Post by RLBURNSIDE » 08 Apr 2016, 16:07

The main place that SLI or Crossfire would add latency in a VR scenario is if re-combining the left and right eyes into a single frame for compositing into the Oculus framework adds a lot of latency. So that depends I think on the sync time between GPUs, and can be optimised at the card level.

What I'm saying is, let's ignore Oculus for a second and talk about SBS 3D stereo rendering (one frame, left side is left eye, right half is right eye). From what I understand about LiquidVR, they can do stereo 3D with dual GPUs at the driver level, by the game internally rendering one "middle eye" and then the GPUs offset the view projection matrices and render it twice, then recombine each result in half-horizontal resolution back into a single frame buffer.

If this can be done without adding a lot of latency, and I believe it can since SLI bridge chips or even PCI-E transfers are quite speedy (only have to transfer the right eye from the right GPU into the left GPU's frame buffer and that should be fast), then I think the Oculus Rift SDK can consume that frame buffer just as well (without any code changes) as a single GPU. It's possible that the Oculus SDK would need to query the system to see if a special "Dual GPU driver-level split rendering" mode were enabled, then call a sync command.

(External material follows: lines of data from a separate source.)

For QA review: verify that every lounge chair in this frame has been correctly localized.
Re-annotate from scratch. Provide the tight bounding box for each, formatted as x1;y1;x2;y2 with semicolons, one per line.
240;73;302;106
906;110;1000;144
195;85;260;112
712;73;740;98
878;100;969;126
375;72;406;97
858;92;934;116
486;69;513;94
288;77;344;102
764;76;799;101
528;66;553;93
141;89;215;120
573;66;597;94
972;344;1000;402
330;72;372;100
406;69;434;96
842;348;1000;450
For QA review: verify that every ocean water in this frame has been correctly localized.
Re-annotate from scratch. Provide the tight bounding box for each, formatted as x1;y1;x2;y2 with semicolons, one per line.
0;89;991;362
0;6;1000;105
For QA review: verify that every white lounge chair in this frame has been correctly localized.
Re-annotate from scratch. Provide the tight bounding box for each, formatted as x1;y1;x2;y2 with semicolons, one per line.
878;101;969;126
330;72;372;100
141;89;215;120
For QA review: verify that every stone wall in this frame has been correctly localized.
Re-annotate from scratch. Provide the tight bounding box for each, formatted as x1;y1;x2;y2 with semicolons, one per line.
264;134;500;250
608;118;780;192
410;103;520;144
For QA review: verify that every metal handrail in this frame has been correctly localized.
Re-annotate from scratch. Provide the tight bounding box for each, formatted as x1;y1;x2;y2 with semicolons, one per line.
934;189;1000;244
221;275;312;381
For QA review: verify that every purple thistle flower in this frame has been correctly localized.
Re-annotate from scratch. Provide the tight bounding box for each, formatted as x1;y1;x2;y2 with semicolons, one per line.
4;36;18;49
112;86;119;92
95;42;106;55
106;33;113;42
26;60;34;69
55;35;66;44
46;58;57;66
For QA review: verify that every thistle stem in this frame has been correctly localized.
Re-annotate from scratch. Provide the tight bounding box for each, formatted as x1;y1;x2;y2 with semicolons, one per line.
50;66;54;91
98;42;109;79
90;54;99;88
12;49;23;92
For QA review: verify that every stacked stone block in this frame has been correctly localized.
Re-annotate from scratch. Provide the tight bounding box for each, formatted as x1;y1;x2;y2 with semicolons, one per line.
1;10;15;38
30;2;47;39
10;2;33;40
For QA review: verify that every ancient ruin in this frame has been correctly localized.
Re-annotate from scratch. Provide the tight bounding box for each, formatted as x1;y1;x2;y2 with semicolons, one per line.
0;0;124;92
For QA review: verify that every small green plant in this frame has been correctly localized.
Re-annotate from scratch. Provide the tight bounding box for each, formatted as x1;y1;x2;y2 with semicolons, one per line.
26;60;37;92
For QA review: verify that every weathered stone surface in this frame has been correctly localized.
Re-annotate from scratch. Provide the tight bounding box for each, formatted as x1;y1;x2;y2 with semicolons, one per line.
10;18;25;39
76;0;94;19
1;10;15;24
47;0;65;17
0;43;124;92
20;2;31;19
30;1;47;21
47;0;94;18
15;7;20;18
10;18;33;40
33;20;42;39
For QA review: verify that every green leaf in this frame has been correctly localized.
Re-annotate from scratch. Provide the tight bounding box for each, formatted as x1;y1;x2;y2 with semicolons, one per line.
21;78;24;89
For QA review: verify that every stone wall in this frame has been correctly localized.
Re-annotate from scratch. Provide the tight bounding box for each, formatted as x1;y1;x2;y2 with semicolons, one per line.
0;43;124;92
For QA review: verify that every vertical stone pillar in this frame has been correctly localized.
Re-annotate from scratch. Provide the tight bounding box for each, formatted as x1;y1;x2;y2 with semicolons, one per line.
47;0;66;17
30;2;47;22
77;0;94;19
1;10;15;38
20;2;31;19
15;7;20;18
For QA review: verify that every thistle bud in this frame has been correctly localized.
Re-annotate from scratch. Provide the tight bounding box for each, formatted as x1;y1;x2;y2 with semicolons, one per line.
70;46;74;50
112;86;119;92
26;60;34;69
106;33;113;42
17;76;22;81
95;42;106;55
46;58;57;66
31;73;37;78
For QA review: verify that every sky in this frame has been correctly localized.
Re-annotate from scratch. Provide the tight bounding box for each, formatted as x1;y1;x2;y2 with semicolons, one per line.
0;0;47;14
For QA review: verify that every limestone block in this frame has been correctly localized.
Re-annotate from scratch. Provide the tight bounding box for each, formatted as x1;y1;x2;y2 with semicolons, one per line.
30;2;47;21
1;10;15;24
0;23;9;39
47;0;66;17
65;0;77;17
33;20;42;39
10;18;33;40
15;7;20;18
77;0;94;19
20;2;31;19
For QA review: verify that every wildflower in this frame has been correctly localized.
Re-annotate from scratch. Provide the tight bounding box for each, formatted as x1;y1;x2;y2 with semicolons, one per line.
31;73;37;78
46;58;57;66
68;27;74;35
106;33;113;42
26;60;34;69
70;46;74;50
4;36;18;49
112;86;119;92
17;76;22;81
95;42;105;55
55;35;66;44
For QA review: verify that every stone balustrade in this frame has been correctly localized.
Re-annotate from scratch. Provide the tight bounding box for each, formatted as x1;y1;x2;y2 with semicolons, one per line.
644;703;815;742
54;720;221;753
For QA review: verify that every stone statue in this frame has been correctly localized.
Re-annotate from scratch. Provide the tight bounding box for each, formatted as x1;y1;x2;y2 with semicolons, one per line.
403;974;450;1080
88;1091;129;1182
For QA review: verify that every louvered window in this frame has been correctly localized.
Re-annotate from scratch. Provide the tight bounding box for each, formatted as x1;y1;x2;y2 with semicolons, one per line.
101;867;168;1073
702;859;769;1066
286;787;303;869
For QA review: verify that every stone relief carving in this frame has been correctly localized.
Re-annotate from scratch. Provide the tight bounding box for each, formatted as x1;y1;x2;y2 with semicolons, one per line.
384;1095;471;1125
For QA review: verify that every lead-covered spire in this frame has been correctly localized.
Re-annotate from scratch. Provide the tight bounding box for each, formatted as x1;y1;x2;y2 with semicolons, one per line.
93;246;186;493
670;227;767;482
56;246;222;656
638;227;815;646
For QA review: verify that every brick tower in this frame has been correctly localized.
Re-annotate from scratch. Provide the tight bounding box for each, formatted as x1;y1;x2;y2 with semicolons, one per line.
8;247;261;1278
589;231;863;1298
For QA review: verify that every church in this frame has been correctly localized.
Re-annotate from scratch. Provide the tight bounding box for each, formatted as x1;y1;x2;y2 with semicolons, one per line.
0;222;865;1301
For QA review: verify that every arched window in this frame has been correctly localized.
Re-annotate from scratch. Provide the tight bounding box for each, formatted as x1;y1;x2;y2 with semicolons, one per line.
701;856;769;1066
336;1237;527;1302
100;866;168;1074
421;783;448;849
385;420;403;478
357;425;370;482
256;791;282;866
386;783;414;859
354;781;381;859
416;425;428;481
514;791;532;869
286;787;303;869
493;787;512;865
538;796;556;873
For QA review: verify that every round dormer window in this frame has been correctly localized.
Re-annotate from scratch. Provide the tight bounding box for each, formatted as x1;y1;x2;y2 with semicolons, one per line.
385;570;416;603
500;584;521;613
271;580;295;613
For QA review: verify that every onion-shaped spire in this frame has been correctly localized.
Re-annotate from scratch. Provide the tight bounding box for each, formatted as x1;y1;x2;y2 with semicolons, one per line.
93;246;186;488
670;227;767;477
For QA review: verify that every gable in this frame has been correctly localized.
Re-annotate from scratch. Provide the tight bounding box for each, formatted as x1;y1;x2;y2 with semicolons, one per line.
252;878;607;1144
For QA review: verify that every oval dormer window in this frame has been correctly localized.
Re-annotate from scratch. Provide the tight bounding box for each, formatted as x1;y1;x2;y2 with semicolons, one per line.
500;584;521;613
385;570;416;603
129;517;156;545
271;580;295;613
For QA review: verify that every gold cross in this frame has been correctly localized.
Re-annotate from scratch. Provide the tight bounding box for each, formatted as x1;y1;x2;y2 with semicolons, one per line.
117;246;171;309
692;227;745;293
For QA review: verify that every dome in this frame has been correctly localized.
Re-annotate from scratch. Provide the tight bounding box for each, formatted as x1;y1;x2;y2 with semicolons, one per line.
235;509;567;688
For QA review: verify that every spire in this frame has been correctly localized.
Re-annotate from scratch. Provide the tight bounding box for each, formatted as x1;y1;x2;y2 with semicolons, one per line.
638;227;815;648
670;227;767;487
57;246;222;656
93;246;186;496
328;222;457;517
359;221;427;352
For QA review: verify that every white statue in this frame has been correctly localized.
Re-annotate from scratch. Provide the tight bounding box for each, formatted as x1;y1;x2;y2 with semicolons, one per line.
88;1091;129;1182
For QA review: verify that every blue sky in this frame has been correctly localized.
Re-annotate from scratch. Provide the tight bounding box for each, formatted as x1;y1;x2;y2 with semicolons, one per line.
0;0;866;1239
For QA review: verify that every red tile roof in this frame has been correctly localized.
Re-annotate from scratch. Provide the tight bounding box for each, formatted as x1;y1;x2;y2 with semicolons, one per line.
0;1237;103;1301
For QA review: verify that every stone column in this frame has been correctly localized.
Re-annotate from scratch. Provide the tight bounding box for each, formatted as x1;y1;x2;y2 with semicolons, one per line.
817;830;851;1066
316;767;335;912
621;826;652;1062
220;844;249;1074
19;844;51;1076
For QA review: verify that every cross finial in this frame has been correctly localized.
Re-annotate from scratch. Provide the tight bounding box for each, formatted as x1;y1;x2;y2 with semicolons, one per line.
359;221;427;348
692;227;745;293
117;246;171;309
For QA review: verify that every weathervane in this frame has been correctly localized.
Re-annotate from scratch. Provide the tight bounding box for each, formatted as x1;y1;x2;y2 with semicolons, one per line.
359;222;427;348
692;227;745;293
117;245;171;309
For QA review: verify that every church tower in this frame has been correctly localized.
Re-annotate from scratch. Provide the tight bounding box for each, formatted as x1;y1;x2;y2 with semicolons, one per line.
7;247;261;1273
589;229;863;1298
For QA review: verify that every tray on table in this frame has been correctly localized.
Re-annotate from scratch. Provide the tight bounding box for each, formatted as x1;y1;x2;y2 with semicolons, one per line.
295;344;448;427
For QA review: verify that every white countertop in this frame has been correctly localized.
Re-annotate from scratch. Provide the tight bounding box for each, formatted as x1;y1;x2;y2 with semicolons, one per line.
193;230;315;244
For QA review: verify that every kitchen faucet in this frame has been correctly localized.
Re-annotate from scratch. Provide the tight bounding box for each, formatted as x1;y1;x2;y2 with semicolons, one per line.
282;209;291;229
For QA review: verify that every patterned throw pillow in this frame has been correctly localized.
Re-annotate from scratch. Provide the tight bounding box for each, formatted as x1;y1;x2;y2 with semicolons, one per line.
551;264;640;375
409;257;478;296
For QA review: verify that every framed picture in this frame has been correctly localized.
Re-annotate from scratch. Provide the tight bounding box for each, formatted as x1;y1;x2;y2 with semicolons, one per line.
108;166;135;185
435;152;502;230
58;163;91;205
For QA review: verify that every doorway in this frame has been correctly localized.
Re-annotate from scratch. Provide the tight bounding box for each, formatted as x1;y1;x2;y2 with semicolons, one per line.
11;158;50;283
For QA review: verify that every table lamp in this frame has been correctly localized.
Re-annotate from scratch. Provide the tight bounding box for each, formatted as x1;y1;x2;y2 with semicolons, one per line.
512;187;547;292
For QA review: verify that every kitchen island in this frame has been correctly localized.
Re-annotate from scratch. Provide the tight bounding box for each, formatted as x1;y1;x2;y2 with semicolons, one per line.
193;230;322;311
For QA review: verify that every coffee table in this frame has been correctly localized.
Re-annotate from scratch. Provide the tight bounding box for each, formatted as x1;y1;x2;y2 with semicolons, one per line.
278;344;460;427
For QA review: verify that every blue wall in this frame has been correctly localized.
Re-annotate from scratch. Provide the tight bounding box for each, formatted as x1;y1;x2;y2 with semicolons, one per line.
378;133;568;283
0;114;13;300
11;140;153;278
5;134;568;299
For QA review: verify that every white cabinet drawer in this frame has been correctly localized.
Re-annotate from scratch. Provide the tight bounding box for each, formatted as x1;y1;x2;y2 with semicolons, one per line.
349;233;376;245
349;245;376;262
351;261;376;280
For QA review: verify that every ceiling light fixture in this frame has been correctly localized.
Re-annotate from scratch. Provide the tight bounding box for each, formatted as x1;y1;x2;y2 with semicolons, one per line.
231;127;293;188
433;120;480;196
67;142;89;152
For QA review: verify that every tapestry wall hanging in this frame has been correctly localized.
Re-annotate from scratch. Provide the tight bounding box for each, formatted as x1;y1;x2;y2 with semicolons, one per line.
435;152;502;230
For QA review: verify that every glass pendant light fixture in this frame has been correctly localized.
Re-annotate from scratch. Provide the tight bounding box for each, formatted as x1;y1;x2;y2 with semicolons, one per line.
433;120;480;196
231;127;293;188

The way the Rift SDK works right now is that the game engine literally re-renders the entire scene twice, with slightly different view proj matrices per eye, and sends that single SBS stereo 3D frame buffer to the compositing engine for the lens skew + chromatic aberration shader step. However, there is NO reason that this step can't be done in hardware, or as a post-processing step that gets inserted by the graphics card driver (when the rift is the output display device).

*disclaimer, I am a VR developer working on the rift in my day job, and have coded SLI in games before. SLI coding is something rarely done because it's a small market segment. I hope that changes but honestly, I think the best way for multi-GPU to actually take off again is if the driver manufacturers figure out a way to render the entire scene twice at the driver level, and take it out of the hands of developers. Intercepting and overriding the view matrices and altering them for left/right eyes is not that hard. There is already plenty of precedent for end users being able to over-ride game settings for things like AA or internal resolution.